Here's a comparison across all different steps using the most improved data.

In [21]:
import org.jetbrains.kotlinx.kandy.ir.feature.FeatureName

val pairs =
    withSessionCacheData.map { it.proteus.checkingSession.inWholeMicroseconds to "Checking Session" } +
            withSessionCacheData.map { it.proteus.decrypting.inWholeMicroseconds to "Decrypting" } +
            withSessionCacheData.map { it.proteus.savingSession.inWholeMicroseconds to "Saving Session" } +
            withSessionCacheData.map { it.processingMessage.checkingLegalhold.inWholeMicroseconds to "Checking Legalhold" } +
            withSessionCacheData.map { it.processingMessage.handlingMessageContent.inWholeMicroseconds to "Handling Content" } +
            withSessionCacheData.map { it.processingMessage.postHandling.inWholeMicroseconds to "Post Handling" } +
            withSessionCacheData.map { it.unknownTime.inWholeMicroseconds to "Other" }

val value by column(pairs.map { it.first })
val stepName by column(pairs.map { it.second })
val dataSet = dataFrameOf(value, stepName)
dataSet.groupBy(stepName).aggregate {
    sum(value) into "total"
}.plot {
    pie {
        slice("total")
        fillColor("stepName")
    }
    layout {
        title = "Time spent unpacking and processing message events after improvements"
        style(Style.Void)
    }
}

## What's next?

### CoreCrypto transactions
CoreCrypto has plans to create a transaction API so we can batch-decrypt messages, which should speed up the `decrypting` part.

### Check "Other" slice
Perhaps there is still a bit of time to gain in the "Other" part of the code, which is related to Protobuf parsing, Base64 decoding, etc. ?

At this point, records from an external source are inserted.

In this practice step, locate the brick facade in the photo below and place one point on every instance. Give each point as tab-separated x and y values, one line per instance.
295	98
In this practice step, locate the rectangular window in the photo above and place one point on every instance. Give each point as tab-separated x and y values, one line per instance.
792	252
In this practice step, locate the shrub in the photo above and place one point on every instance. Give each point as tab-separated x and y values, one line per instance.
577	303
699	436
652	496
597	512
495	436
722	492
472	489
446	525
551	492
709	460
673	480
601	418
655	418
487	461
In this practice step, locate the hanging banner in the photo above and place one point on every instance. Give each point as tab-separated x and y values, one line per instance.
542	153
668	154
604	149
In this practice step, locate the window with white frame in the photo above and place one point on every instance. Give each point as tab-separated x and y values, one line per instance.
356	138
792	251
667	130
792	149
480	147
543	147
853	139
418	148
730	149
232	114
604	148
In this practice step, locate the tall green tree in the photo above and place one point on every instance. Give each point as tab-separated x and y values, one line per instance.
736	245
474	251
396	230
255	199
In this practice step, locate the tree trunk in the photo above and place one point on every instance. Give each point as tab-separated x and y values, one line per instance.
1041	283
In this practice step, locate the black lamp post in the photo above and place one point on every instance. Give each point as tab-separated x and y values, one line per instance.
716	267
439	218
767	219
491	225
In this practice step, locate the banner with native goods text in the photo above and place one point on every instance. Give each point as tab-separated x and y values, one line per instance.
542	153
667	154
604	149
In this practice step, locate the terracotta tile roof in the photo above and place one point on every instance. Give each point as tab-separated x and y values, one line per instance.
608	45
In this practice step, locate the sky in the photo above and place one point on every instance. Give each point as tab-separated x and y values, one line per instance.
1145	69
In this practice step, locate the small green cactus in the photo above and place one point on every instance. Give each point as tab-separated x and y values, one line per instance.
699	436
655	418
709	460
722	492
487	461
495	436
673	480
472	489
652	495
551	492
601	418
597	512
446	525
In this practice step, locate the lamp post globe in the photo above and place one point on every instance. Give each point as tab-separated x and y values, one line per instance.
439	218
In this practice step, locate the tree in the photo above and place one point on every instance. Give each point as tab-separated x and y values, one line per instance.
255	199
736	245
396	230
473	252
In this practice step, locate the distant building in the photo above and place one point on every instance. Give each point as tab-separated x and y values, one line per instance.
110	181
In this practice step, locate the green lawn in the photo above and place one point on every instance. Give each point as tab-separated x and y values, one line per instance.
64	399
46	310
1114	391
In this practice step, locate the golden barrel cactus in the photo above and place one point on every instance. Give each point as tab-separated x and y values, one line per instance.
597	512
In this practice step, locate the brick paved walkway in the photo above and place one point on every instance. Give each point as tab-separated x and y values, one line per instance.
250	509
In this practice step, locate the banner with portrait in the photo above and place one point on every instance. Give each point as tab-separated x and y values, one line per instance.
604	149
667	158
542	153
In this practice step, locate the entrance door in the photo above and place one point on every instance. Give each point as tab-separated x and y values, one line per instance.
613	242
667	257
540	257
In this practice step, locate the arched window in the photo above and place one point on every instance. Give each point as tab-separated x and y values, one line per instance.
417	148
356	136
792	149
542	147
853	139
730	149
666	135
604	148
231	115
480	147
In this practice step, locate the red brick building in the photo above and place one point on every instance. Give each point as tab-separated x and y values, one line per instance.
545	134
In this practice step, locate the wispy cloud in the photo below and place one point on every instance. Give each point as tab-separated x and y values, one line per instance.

### Dive deeper into each message type
Keep in mind that most of the events collected for the experiments above were Text events. Which seems to be one of the worst performing messages we process.
This is definitely the most demanding job, as it requires pretty much one investigation for Text, one for LastRead, one for Asset, one for Receipt, etc.
But might be one of the most fruitful ones, and strikes a good balance between a major refactor that would be with CoreCrypto transactions, and small / segmented improvements across the processing pipeline.